Lu Ying menutup mulut dengan tangan kiri, air matanya tak henti mengalir, dan ia mengangguk tersendat.
“Aku baru saja lulus lalu menikah dengannya! Setelah menikah, aku belum lama bekerja, lalu berhenti karena hamil dan beristirahat di rumah. Keluarga asalku biasa-biasa saja, keluarganya sedikit berada, dan akhirnya hakim menyerahkan anakku padanya.”
“Lalu mengapa putrimu bisa jadi seperti itu?” tanya Wang Xiang dengan dahi berkerut.
“Bajingan itu, setelah ayahnya meninggal, seluruh warisan habis dia judi!
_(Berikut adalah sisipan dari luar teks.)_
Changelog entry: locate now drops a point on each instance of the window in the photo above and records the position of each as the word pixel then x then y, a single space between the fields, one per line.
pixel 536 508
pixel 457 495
Tak punya uang, tak mau kerja, malah menjadikan putriku pengemis di jalan!” Lu Ying mengutuk penuh kebencian.
“Dalam keadaan begitu, bukankah kau bisa mengambil hak asuh melalui jalur hukum?” tanya Wang Xiang dengan nada dingin.
Mendengar itu, tangan Lu Ying yang menyeka air mata terhenti, lalu dengan canggung berkata, “Aku sudah menikah lagi, dan punya seorang putra serta putri.”
Wang Xiang mengerti, rupanya karena keluarga barunya, ia memilih meninggalkan putri dari pernikahan sebelumnya.
Tanpa sadar, pandangan Wang Xiang pada Lu Ying jadi agak dingin dan menjauh.
Jika bukan karena Zhou Yiming, Wang Xiang pasti sudah menyuruh sopir berhenti dan menurunkan wanita itu dari mobil.
Tak disangka, wanita yang tampak lemah lembut di luar, ternyata berhati dingin sedemikian rupa.
Apapun alasannya, melihat darah daging sendiri mengemis di jalanan dingin, bagi Wang Xiang, orang tua seperti itu benar-benar tak berhati nurani.
“Nona Lu, aku baru ingat ada janji lain. Aku akan meminta seseorang mengantarmu pulang. Maaf,” kata Wang Xiang tiba-tiba.